9 flaws that make voice assistants fundamentally wrong

There’s a lot of buzz on the ‘Virtual Assistants’ from Google Home and Amazon Echo. I have been studying both the devices for a good amount of time now, since I wanted to see how they handle the user experience, and must say that I was pretty disappointed.

Both Google Home & Amazon Echo are built on some fundamentally flawed designs, detailed below. Note that I am not comparing the product specs, speaker technology or the aesthetics of these devices — but purely talking about the underlying features of the virtual assistance, and whether the device is designed to truly understand and answer the user’s question or not. My observations are common to both the devices, and I am using the term “the device” to refer to either or both of the devices in this write-up.

Flaw #1: Applying search principles is wrong

The device is built on an assumption that was originally constructed by our search engines. It answers the same way a search engine answers a query; however, it returns just the first answer. It neither tries to validate the user’s question for completeness, nor does any disambiguation on the question itself. For example, a question like “tell me about George Bush” gets responded with information on the Junior Bush because his search ranking is higher than his father’s (probably no one did the SEO for the Senior Bush).

How can the device assume of a particular George Bush? Why doesn’t it ask the users which George Bush they are referring to? This minimalist approach is just not how a teacher answers a student’s question, or a parent would answer a child’s question.

This is a fundamental design flaw — a computer’s search on Google might return 12 results on Page 1 and the user gets to pick answers with a scroll bar. There is no scroll bar in the voice assistant — and there is no way to know the alternate possibilities!

The device can’t assume that the first answer from the search is the right answer, and this is totally wrong. There needs to be an interaction before answering the questions, or a communication on alternatives along with the current answer.

Hey Google & Amazon, please don’t create a falsified world for the next generation who might pretty much assume that these devices are answering correctly to a question.

Flaw #2: Inability to narrow down the context

While the device tries to get into answering mode very quickly, it doesn’t tell what it is answering. This is a different problem compared to the previous one, because the context of the query object can vary.

For example, for the question “tell about Gandhi”, the device quickly responds with “Gandhi was released in India on 30 November 1982, and in the United States on 6 December. It was nominated for Academy Awards in eleven categories, winning eight.” It is so unfortunate that ‘Gandhi’ is assumed as a movie title when he is more than a person, and is often treated as a common noun.

Why did my question get answered as if the question of ‘Gandhi’ was all about a movie? I was asking about a person.

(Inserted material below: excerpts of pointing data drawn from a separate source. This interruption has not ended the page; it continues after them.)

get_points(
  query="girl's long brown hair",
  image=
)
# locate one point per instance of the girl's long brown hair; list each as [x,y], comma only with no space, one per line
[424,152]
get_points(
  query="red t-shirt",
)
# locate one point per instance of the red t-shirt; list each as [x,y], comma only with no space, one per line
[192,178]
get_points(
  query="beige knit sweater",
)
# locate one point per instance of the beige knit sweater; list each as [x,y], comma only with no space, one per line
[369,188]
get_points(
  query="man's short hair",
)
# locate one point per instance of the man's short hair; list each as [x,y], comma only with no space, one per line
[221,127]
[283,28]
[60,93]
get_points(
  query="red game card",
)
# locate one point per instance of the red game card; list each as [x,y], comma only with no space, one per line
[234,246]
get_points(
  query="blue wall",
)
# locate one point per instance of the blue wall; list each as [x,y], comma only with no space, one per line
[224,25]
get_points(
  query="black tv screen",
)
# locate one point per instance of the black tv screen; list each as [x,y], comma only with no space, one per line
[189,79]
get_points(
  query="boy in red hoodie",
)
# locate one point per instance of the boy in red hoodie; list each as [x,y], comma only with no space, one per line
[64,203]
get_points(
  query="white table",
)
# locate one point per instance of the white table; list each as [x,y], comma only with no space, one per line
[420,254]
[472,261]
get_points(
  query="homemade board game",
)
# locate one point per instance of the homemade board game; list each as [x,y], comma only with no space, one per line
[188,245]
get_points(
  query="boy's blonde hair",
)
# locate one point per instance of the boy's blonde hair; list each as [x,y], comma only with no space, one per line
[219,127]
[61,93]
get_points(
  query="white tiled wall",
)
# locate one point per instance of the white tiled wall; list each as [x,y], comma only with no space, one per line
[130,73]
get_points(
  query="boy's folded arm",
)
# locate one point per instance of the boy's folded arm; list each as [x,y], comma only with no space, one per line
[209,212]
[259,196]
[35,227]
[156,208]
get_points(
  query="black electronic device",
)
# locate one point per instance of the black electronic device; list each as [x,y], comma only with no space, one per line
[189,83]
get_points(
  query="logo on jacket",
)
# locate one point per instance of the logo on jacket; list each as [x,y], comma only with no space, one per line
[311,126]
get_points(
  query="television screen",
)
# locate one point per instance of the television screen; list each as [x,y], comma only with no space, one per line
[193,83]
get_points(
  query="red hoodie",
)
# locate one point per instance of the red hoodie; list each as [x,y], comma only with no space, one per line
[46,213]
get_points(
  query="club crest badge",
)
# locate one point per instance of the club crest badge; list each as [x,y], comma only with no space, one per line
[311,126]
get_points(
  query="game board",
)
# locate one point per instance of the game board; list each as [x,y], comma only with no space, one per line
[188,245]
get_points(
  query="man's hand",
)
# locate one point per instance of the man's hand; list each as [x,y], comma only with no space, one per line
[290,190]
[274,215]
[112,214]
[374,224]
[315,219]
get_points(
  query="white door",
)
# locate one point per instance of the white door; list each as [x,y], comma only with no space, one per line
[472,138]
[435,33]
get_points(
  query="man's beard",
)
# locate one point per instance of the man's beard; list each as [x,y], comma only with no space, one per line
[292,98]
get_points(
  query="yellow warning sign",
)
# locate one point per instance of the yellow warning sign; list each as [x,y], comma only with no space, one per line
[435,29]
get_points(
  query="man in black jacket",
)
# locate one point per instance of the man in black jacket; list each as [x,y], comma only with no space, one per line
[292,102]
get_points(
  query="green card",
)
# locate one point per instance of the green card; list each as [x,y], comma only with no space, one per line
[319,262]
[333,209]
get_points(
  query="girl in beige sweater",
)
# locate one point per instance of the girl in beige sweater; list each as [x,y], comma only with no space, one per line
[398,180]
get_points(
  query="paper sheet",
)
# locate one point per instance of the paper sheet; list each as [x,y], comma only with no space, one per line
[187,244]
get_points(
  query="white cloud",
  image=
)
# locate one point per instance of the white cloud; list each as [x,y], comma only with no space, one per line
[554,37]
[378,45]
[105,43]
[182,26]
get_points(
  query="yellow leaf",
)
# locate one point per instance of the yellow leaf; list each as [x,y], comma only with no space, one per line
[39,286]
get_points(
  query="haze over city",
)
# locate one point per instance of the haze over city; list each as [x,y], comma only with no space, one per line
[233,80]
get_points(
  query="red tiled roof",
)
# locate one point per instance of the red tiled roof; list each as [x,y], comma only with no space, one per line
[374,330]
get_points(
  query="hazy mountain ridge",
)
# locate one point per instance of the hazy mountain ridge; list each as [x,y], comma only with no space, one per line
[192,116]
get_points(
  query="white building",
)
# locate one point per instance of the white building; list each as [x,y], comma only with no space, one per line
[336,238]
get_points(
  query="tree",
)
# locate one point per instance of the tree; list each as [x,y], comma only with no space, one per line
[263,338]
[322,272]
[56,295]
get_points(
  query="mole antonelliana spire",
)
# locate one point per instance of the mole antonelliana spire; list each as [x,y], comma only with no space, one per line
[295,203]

And the device doesn’t even rephrase the question for me of how it is interpreting?

It would have been great to start the response with “Gandhi is a movie and was released in…”. Otherwise, it is a bad idea to assume that the question was above a movie and not even tell the user about it. It is again a fundamental problem as the underlying technology is just indexing all of Wikipedia, local businesses, restaurants and some top search results, and just throwing the top most (SEO’ed) answer. The user just can’t go by the answers and be fooled!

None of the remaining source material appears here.